Non loin de cette inscription, commence le bâtiment agricole, grange, écurie faisant suite à la maison du maître. Il est moins élevé, son toit arrive à la hauteur du premier étage, mais il couvre à peu près la même surface. La construction semble plus ancienne. Près de la porte voûtée en plein cintre, permettant d’y pénétrer, voici une curieuse petite fenêtre d’environ 0,70 m de hauteur sur 0,43 m de largeur. Son aspect est vénérable. Une nervure ogivale l’encadre. Le bloc de grés lui servant de linteau est orné d’un arc à accolage. Un autre bloc de grés, formant appui, porte les traces d’une inscription gothique. A l’extérieur, une grille constituée par des barreaux de fer forgé disposés en croisillons, défend cette ouverture.
La présence de cette petite fenêtre nous reporte à deux siècles au moins en arrière, probablement au temps du duc Charles III.
Il serait intéressant d’examiner plus à fond ce vieux bâtiment. On y
trouverait, sans doute, d’autres vestiges anciens, peut-être même
des traces de la demeure primitive édifiée en 1517, par les fondateurs du
Tolloy. J’aimerais poursuivre mes investigations, mais debout sur le seuil du
logis, Mme Munier semble inquiète de voir se prolonger notre visite, elle me
trouve certainement indiscret. A mon regard interrogateur, elle répond.
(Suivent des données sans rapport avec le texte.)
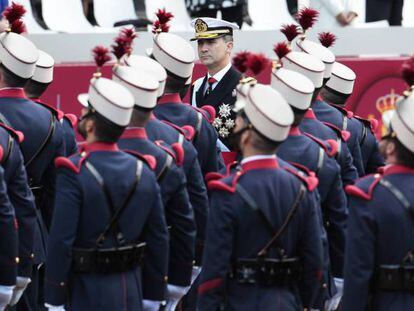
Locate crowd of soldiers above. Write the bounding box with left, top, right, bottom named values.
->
left=0, top=2, right=413, bottom=311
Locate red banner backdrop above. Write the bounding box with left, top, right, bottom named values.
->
left=42, top=57, right=407, bottom=137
- « Monsieur, je dois fermer la maison pour aller à la messe à Viomenil avec la petite, j’ai peur d’être en retard » .
-
« Comment, lui dis-je, vous allez à
pied à Viomenil, mais c’est encore loin ».
-
« Oui Monsieur, mais nous prenons la
traverse dans le bois, elle commence dans
le jardin derrière la maison, cela ne fait guère que trois kilomètres. Par la
route, il doit y en avoir quatre ou cinq ».
Je la rassure.
-
« Nous devons continuer notre promenade en passant par Viomenil, nous pouvons
vous prendre en auto ».
Rassurée,
la jeune femme accepte.
Cette
traverse est le vieux chemin, seul utilisé jadis, pour aller au village.
A tous les siècles, ont passé par là, les cortèges de
baptêmes, de
mariages, de funérailles des habitants de la verrerie.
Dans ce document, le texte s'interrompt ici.